Economic Policy in Japan 2010

Deflation has been the biggest concern for the Japanese economy in the last 10 years. This trend has depressed the economic growth of Japan and held down the increase in wages. Under deflation, it is extremely difficult to set order for national finance.

Currently, the yen has been rising rapidly and a strong yen is generally unfavorable for Japanese exporters. As Japan is often called an export-led economy, the higher yen has driven down stock prices.

In order to deal with the strong yen and deflation, on October 5th 2010, the Bank of Japan (BOJ) decided to return to a zero-interest rate policy for the first time since July 2006, and this rate will be maintained until the end of deflation is in sight.
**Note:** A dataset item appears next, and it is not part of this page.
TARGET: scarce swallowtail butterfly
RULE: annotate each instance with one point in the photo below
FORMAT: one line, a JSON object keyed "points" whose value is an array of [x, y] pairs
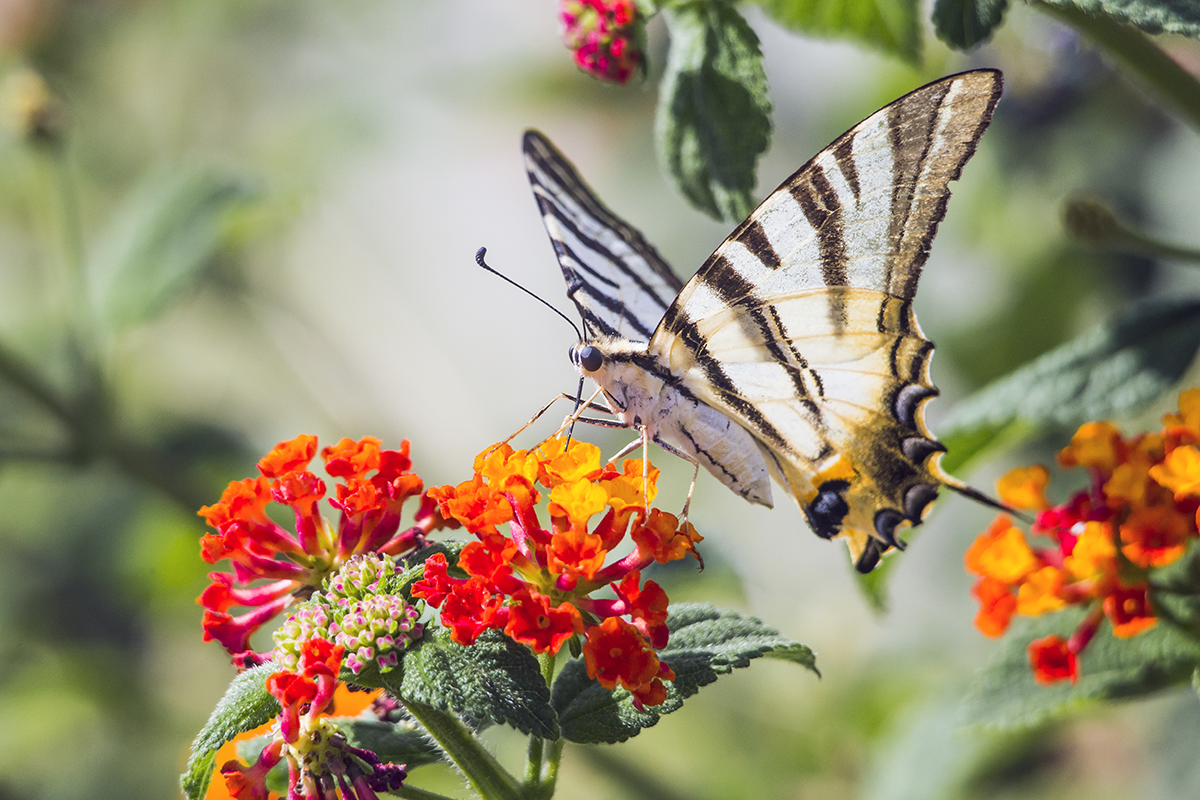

As a stimulus measure, the BOJ decided to set up a \ 5 trillion fund to purchase a wide range of financial assets including; long-term Japanese government bonds, exchange-traded funds and real estate investment trust funds.

As a result to this announcement, the Nikkei average rebounded sharply on the Tokyo Stock Exchange, however this was short lived as the yen dropped back to \82 from \84. The reason for this temporary gain is that the U.S.
economy has been showing signs of stagnation and U.S. interest rate is projected to fall ever further.

After all, the Japanese economy still depends greatly on the U.S. and it is important to our economy that the U.S. economy recovers quickly. It is also important to note that neither country should consider protectionism or a cheap-currency policy. It is vital that both the U.S. and Japan expand their domestic demand to create much needed employment opportunities.

That said, it is fair to say that after the change of regime, the DPJ have done almost nothing new for economic policies in Japan, and have only continued to implement policies that had been started from the LDP-NEW KOMEITO coalition administration.